Poe for AI Chat (main window)

AI Narrated Books

Apple is now setting up a system for AI-narrated books. This would allow the computer to generate an AI-based audio narration of a book so that readers can listen as well as read.

I consume a lot of books (primarily fiction) through audiobooks. For fiction, I prefer a human actor over a robot-generated AI voice. For non-fiction, however, I can see this being of use, particularly for books that wouldn’t otherwise get a narrated version. Expect more of this.

Craft Adds Artificial Intelligence

I was surprised to see the latest update from Craft added an AI writing assistant. The idea behind its inclusion (they are using the GPT-3 engine) is not so much to write for you (although it can do that rather poorly), but instead to help you with more practical AI tasks given the state of the technology, like outlining, summarizing your words, and translation.

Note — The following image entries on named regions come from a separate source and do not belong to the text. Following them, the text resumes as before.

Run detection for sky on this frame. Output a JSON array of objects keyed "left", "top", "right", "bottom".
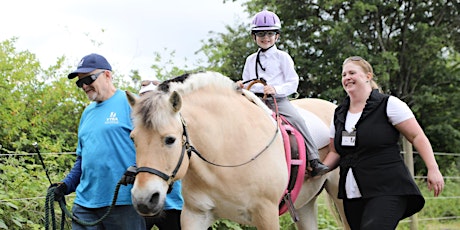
[{"left": 0, "top": 0, "right": 250, "bottom": 77}]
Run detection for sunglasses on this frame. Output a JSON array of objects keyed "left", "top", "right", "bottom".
[
  {"left": 141, "top": 80, "right": 160, "bottom": 87},
  {"left": 75, "top": 70, "right": 105, "bottom": 88},
  {"left": 254, "top": 31, "right": 277, "bottom": 38}
]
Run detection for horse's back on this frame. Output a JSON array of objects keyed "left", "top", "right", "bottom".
[{"left": 291, "top": 98, "right": 337, "bottom": 125}]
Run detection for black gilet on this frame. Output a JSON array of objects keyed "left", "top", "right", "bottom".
[{"left": 334, "top": 90, "right": 425, "bottom": 217}]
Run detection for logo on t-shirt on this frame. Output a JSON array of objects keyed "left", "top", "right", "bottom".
[{"left": 105, "top": 112, "right": 118, "bottom": 124}]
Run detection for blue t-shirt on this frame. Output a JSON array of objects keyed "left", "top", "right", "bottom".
[{"left": 63, "top": 90, "right": 136, "bottom": 208}]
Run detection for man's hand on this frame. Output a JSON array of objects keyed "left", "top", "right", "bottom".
[{"left": 48, "top": 182, "right": 67, "bottom": 201}]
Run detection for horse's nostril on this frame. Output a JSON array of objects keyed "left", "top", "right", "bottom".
[
  {"left": 137, "top": 204, "right": 151, "bottom": 213},
  {"left": 150, "top": 192, "right": 160, "bottom": 204}
]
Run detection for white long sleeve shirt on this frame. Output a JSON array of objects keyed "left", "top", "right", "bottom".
[{"left": 243, "top": 46, "right": 299, "bottom": 97}]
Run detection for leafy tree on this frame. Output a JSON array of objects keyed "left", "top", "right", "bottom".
[{"left": 202, "top": 0, "right": 460, "bottom": 155}]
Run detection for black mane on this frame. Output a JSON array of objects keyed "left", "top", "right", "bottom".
[{"left": 158, "top": 73, "right": 190, "bottom": 93}]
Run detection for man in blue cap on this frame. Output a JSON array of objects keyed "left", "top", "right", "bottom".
[{"left": 53, "top": 53, "right": 145, "bottom": 230}]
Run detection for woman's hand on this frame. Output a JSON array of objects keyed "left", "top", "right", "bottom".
[{"left": 427, "top": 168, "right": 444, "bottom": 197}]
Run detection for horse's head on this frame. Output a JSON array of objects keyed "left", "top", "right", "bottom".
[{"left": 126, "top": 88, "right": 189, "bottom": 216}]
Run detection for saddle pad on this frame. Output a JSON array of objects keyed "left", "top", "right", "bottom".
[{"left": 294, "top": 105, "right": 330, "bottom": 149}]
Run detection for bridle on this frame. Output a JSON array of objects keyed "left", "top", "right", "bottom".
[
  {"left": 131, "top": 111, "right": 279, "bottom": 189},
  {"left": 136, "top": 116, "right": 192, "bottom": 186}
]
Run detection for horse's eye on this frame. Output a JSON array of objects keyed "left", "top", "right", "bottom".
[{"left": 165, "top": 137, "right": 176, "bottom": 145}]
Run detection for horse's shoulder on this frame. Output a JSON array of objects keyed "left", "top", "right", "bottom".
[{"left": 291, "top": 98, "right": 337, "bottom": 113}]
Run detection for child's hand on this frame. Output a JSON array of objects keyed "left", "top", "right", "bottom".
[{"left": 264, "top": 85, "right": 276, "bottom": 95}]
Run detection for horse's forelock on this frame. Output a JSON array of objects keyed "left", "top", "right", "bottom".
[
  {"left": 134, "top": 72, "right": 236, "bottom": 130},
  {"left": 135, "top": 91, "right": 176, "bottom": 130}
]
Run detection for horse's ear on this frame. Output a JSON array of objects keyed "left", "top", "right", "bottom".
[
  {"left": 169, "top": 91, "right": 182, "bottom": 113},
  {"left": 125, "top": 90, "right": 137, "bottom": 107}
]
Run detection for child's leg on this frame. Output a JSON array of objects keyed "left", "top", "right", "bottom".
[{"left": 268, "top": 98, "right": 329, "bottom": 176}]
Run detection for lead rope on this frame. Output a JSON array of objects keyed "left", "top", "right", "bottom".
[
  {"left": 33, "top": 142, "right": 126, "bottom": 230},
  {"left": 45, "top": 180, "right": 122, "bottom": 230}
]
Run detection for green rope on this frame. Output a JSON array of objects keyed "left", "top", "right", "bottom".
[{"left": 45, "top": 181, "right": 121, "bottom": 230}]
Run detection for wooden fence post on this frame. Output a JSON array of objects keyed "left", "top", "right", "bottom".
[{"left": 402, "top": 136, "right": 418, "bottom": 230}]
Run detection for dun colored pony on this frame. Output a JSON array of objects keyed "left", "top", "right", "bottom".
[{"left": 126, "top": 72, "right": 348, "bottom": 230}]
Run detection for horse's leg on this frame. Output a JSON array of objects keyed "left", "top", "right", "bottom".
[
  {"left": 324, "top": 169, "right": 350, "bottom": 230},
  {"left": 180, "top": 205, "right": 215, "bottom": 230},
  {"left": 296, "top": 196, "right": 318, "bottom": 230}
]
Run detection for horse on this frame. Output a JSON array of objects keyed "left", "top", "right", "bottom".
[{"left": 126, "top": 72, "right": 349, "bottom": 230}]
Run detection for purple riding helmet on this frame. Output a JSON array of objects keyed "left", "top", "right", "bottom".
[{"left": 251, "top": 10, "right": 281, "bottom": 32}]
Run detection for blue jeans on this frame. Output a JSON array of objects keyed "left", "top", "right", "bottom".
[{"left": 72, "top": 204, "right": 145, "bottom": 230}]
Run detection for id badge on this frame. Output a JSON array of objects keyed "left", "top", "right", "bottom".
[{"left": 342, "top": 131, "right": 356, "bottom": 146}]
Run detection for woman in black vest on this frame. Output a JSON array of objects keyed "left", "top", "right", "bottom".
[{"left": 324, "top": 56, "right": 444, "bottom": 230}]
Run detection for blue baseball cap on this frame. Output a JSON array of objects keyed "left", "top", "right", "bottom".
[{"left": 67, "top": 53, "right": 112, "bottom": 79}]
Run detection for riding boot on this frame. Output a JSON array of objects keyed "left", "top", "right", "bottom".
[{"left": 310, "top": 159, "right": 329, "bottom": 177}]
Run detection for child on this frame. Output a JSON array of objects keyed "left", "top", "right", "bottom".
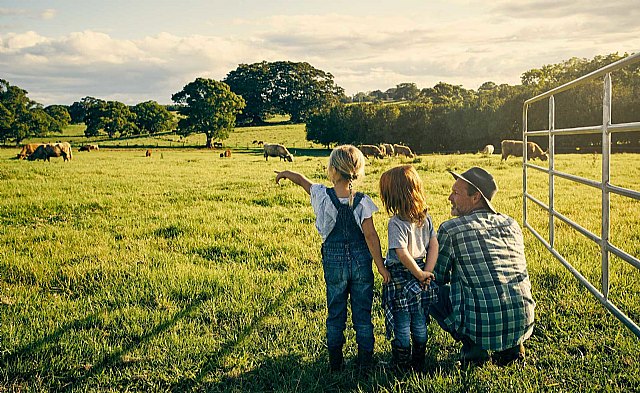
[
  {"left": 380, "top": 165, "right": 438, "bottom": 371},
  {"left": 276, "top": 145, "right": 390, "bottom": 371}
]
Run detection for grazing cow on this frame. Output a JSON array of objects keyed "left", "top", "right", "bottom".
[
  {"left": 29, "top": 142, "right": 72, "bottom": 162},
  {"left": 500, "top": 139, "right": 549, "bottom": 161},
  {"left": 18, "top": 143, "right": 44, "bottom": 160},
  {"left": 381, "top": 143, "right": 395, "bottom": 157},
  {"left": 393, "top": 144, "right": 416, "bottom": 158},
  {"left": 262, "top": 143, "right": 293, "bottom": 162},
  {"left": 480, "top": 145, "right": 495, "bottom": 156},
  {"left": 358, "top": 145, "right": 384, "bottom": 159}
]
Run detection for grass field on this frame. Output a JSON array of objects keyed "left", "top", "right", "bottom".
[{"left": 0, "top": 126, "right": 640, "bottom": 392}]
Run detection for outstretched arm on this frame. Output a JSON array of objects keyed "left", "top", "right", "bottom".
[{"left": 274, "top": 171, "right": 313, "bottom": 194}]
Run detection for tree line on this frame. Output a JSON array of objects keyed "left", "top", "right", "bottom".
[
  {"left": 306, "top": 53, "right": 640, "bottom": 153},
  {"left": 0, "top": 53, "right": 640, "bottom": 152}
]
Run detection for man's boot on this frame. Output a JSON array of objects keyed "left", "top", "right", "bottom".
[
  {"left": 411, "top": 343, "right": 427, "bottom": 373},
  {"left": 329, "top": 347, "right": 344, "bottom": 372},
  {"left": 391, "top": 342, "right": 411, "bottom": 372}
]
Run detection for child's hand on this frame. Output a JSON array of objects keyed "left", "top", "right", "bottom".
[
  {"left": 421, "top": 271, "right": 436, "bottom": 288},
  {"left": 378, "top": 266, "right": 391, "bottom": 285},
  {"left": 274, "top": 171, "right": 287, "bottom": 184}
]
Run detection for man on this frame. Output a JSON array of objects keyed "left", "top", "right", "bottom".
[{"left": 430, "top": 167, "right": 535, "bottom": 364}]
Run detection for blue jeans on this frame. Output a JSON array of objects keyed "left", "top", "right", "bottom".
[
  {"left": 393, "top": 308, "right": 427, "bottom": 348},
  {"left": 322, "top": 243, "right": 374, "bottom": 351}
]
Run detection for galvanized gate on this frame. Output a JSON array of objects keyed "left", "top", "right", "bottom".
[{"left": 522, "top": 53, "right": 640, "bottom": 337}]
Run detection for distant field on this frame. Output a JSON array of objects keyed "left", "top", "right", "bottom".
[{"left": 0, "top": 125, "right": 640, "bottom": 392}]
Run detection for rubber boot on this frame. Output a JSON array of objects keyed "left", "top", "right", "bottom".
[
  {"left": 411, "top": 343, "right": 427, "bottom": 373},
  {"left": 391, "top": 342, "right": 411, "bottom": 373},
  {"left": 329, "top": 347, "right": 344, "bottom": 373}
]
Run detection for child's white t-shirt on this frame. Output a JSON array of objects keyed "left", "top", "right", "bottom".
[{"left": 310, "top": 183, "right": 378, "bottom": 242}]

In short, it’s not AI to do your work for you but instead improve on what you make.

Because it’s integrated into Craft, you select some blocks, press Command-enter, and you’re off. There are usage limits:

Starter plan: 25 requests per month

Personal pro: 100 requests per month

Business plan: 250 requests per month

Hopefully, those numbers will go up soon.

Just for giggles, here is Craft AI’s summarization of the above text:

“Craft’s latest update includes an AI writing assistant powered by the GPT-3 engine that can help improve your writing instead of replacing it. It offers features such as spell and grammar checking, summarization, and translation and is accessible when editing blocks by pressing Command-enter. Usage is limited to 25, 100, or 250 requests per month depending on the plan.”

Please don’t write me and tell me you like the robot’s writing voice better. I’m hanging on by a thread here.